もちろん、小沢が納得できるだけの回答を笹井は用意していたが。
「声をかけられたのは教職員だ。適当に声をかけて話を聞いて、という感じだったらしい。本人は笹井弁護士の関係者だと名乗っている。弁護士事務所の調査員だと名乗った人物もいる。和君としーちゃんの居場所を特定しようとする動きがあるとね。事務局は当然不審者として彼らを扱っているし、子供たち二人の安全のため、学校周辺の警備を強化することにしてはいる。だが、養子の話が君自身が了承したことなのか、それとも笹井弁護士の話なのか、ただの不審者なのか、まずは確認しなきゃならんと思って…」
冴子は断ると手帳を開いた。相手は、笹井の弁護士事務所である。
笹井は全面的にバックアップしてくれた。二人を育てることに渋い顔をしたのは事実だし、養子という話がなかったわけでもない。だが、最後は理解してくれてバックアップしてくれたのだ。いきなり、こういった話になるのはおかしすぎた。

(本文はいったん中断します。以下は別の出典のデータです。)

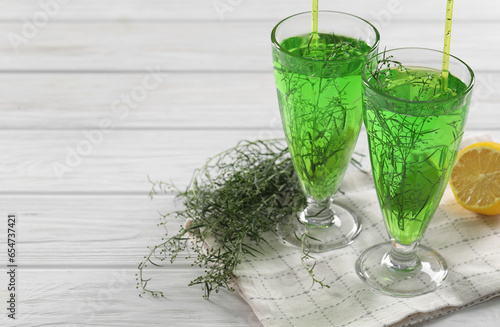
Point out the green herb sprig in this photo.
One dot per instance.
(230, 203)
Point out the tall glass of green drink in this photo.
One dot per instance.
(318, 81)
(415, 118)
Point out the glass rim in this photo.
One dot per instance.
(277, 45)
(379, 91)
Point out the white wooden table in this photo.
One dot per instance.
(95, 96)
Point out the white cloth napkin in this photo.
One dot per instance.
(279, 290)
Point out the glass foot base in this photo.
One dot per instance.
(375, 269)
(321, 238)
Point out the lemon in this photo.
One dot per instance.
(475, 179)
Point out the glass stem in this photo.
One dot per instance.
(318, 213)
(403, 257)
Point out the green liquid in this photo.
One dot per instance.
(413, 145)
(321, 107)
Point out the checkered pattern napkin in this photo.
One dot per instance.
(279, 289)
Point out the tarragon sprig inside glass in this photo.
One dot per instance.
(415, 118)
(318, 81)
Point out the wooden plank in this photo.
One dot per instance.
(88, 232)
(195, 101)
(82, 101)
(80, 10)
(58, 162)
(205, 46)
(108, 297)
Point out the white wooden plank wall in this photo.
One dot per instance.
(119, 90)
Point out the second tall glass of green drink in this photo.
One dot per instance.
(318, 81)
(415, 118)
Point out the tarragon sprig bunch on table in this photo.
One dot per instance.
(229, 205)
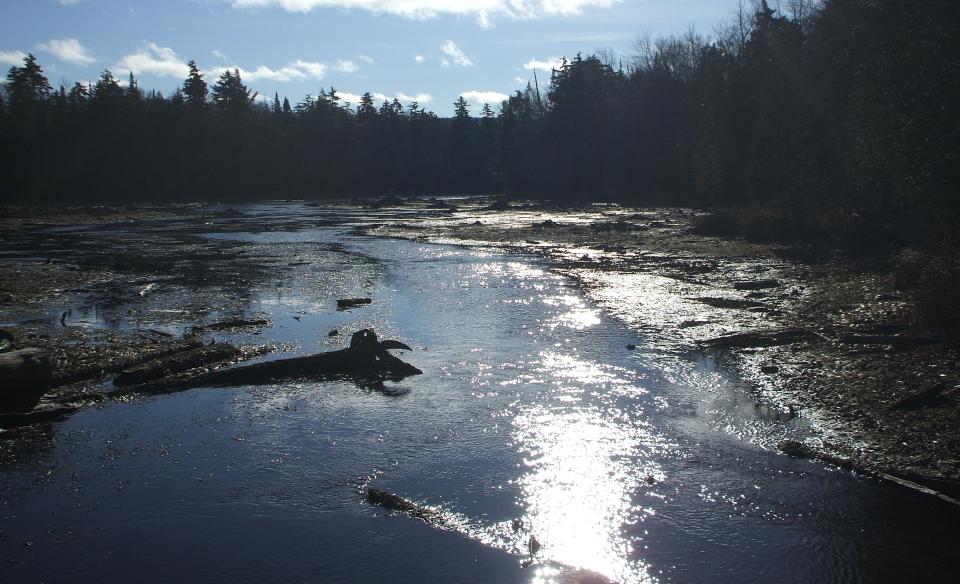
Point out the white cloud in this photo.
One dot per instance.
(420, 98)
(298, 70)
(153, 60)
(347, 97)
(12, 57)
(451, 50)
(380, 97)
(69, 50)
(295, 71)
(546, 65)
(345, 66)
(482, 97)
(483, 10)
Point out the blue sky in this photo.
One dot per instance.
(430, 50)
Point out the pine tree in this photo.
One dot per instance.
(27, 88)
(195, 88)
(231, 95)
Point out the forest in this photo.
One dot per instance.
(809, 117)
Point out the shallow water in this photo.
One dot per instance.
(532, 419)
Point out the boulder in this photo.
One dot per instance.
(25, 375)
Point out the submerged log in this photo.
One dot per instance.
(729, 302)
(398, 504)
(25, 375)
(756, 284)
(176, 363)
(759, 339)
(923, 398)
(366, 359)
(235, 323)
(895, 340)
(346, 303)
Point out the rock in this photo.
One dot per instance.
(25, 375)
(796, 449)
(345, 303)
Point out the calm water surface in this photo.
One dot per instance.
(532, 419)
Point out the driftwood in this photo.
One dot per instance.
(176, 363)
(728, 302)
(346, 303)
(398, 504)
(759, 339)
(232, 324)
(796, 449)
(41, 413)
(895, 340)
(926, 397)
(367, 359)
(756, 284)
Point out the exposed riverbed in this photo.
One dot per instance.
(532, 429)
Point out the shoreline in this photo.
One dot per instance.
(853, 360)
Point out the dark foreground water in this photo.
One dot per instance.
(531, 420)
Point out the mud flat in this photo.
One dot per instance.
(106, 292)
(818, 333)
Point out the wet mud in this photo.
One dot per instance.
(818, 333)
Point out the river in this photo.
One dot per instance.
(533, 424)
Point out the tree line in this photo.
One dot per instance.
(815, 113)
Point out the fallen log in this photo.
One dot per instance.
(176, 363)
(398, 504)
(41, 413)
(728, 302)
(759, 339)
(346, 303)
(895, 340)
(366, 359)
(923, 398)
(756, 284)
(235, 323)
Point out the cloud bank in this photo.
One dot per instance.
(482, 97)
(12, 57)
(69, 50)
(153, 60)
(547, 65)
(482, 10)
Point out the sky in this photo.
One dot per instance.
(431, 51)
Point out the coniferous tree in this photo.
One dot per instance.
(195, 88)
(230, 95)
(26, 88)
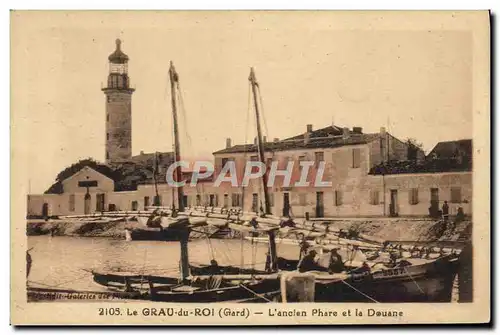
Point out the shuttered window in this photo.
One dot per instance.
(302, 199)
(356, 158)
(413, 196)
(318, 157)
(236, 199)
(338, 198)
(456, 195)
(374, 197)
(71, 202)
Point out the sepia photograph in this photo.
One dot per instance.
(169, 163)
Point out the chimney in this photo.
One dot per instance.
(345, 133)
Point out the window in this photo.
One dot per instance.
(413, 196)
(338, 198)
(356, 158)
(71, 202)
(255, 202)
(318, 157)
(99, 206)
(271, 200)
(374, 197)
(157, 200)
(456, 195)
(254, 159)
(269, 162)
(301, 159)
(236, 200)
(302, 199)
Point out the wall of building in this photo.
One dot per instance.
(118, 124)
(104, 184)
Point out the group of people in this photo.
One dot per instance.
(308, 261)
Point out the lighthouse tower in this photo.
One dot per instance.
(118, 108)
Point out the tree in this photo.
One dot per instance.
(414, 147)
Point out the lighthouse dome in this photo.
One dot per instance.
(118, 56)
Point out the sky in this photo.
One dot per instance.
(312, 69)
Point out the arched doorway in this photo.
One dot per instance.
(86, 205)
(45, 209)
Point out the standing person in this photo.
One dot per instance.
(304, 246)
(308, 262)
(336, 264)
(446, 210)
(29, 260)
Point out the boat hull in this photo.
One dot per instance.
(261, 291)
(154, 234)
(431, 282)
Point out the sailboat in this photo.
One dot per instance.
(210, 283)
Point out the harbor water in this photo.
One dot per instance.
(64, 262)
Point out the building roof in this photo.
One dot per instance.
(448, 156)
(328, 137)
(452, 149)
(126, 174)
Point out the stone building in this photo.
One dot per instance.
(371, 174)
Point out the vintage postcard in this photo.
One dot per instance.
(250, 168)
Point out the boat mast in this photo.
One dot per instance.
(273, 256)
(156, 201)
(253, 81)
(174, 78)
(183, 231)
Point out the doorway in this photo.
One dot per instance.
(45, 210)
(286, 204)
(320, 208)
(86, 204)
(100, 202)
(255, 203)
(393, 206)
(434, 209)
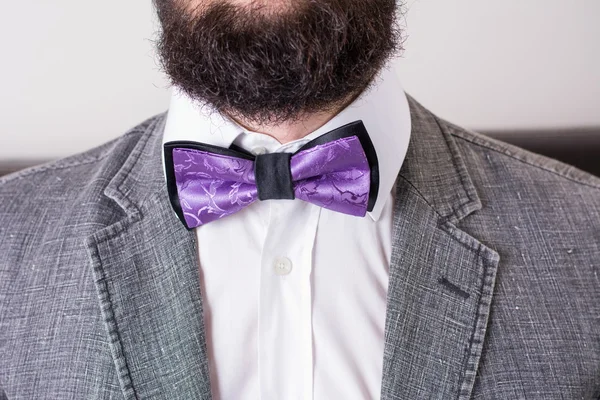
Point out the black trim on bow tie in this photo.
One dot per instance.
(275, 164)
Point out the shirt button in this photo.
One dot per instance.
(282, 265)
(259, 150)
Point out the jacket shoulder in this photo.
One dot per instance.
(44, 196)
(71, 165)
(484, 153)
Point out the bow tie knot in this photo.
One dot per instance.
(273, 176)
(337, 171)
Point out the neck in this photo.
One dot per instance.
(289, 131)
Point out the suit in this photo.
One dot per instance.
(493, 288)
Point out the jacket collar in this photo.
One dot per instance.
(440, 288)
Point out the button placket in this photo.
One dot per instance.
(285, 327)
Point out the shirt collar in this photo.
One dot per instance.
(383, 109)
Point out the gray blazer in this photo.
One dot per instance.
(493, 293)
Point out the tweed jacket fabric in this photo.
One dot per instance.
(493, 293)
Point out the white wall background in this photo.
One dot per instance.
(74, 74)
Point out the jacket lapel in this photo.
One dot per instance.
(147, 279)
(441, 278)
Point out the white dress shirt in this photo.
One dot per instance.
(295, 295)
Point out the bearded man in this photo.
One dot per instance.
(297, 227)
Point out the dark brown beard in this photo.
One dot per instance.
(275, 67)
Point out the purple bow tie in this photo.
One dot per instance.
(337, 171)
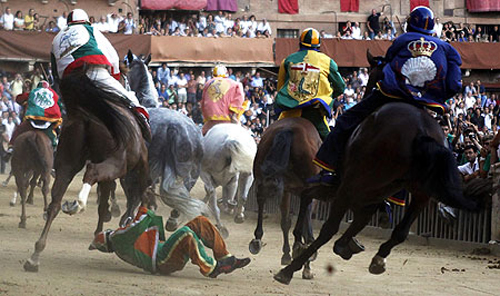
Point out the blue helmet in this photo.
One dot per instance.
(421, 20)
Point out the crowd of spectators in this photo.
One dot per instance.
(202, 24)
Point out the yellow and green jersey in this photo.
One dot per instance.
(306, 78)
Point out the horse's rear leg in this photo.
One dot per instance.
(244, 183)
(256, 244)
(69, 161)
(135, 184)
(347, 245)
(286, 223)
(108, 170)
(33, 184)
(400, 233)
(22, 186)
(328, 230)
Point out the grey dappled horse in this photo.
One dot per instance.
(175, 151)
(228, 153)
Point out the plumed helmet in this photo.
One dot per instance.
(101, 242)
(219, 71)
(78, 16)
(421, 20)
(310, 38)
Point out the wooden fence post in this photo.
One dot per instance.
(495, 205)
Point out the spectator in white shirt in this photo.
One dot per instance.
(114, 21)
(102, 25)
(62, 21)
(264, 26)
(7, 19)
(130, 24)
(356, 31)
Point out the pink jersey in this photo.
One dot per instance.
(221, 98)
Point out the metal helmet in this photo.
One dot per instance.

弁護士事務所には、笹井夫妻と事務仕事をする二人のパートさんしかいない。
「あら、冴子ちゃん、元気にしてる?」
笹井の妻の倫世が明るい声で応対してくれた。
「あのね、あとで圭介からも連絡があると思うんだけどビッグニュースがあるの」
「倫世さん」
「はい?」
「和之と静香を養子に出すって本当ですか?」
「は?」
「ビッグニュースってそれですか?」
「違うの、違う。何か誤解してる。あのマンションの買い手が現れたの。今調査中だから詳しく言えないんだけど。そうじゃなくて養子に出すってどういうこと?冴子ちゃんあなた二人を養子に出すつもりなの?」
「いや、そうじゃなくて、笹井さんが養子に出すって」
「何それ?」
様子が変だと感じた小沢が、電話を取り上げた。倫世とは面識があるので話は早かった。小沢はてきぱきと、教授会での一連の出来事を倫世に報告した。
顔色を変えたのは、倫世の方だった。すぐにそんなつもりはないし、予定もない、第一、冴子の同意がないのにそんなことはしない、笹井と連絡を取る、と即答し電話を切った。
「笹井弁護士もその話はないと否定したぞ?」
「とにかく、教授は事務局に行って、木場がそう言ったことはないと否定したと報告を。私は念のため、保育園に連絡します。もしかしたら連れ出す予定なのかもしれない」
「和之君を?」
「君は今はここにいた方が良い」
その時だった。ドアがノックされた。
「警備室の尾崎です。小沢教授、失礼します」
男の声でひと声かけられ、ドアが開けられた。
「おう、尾崎君」
小沢と顔見知りだったらしく、体格の良い男が顔を見せた。
「入ってください」
尾崎に促され、入って来たのは保育園のエプロンを付けた女性と和之だった。
「亜子先生、和之?」
和之は何も言わず、冴子に飛びついてきた。冴子は何も言わず、和之を抱きしめる。怯えた顔の和之がほっとしたように深呼吸したが、怖さを忘れるように冴子をぎゅうぎゅうに抱きしめた。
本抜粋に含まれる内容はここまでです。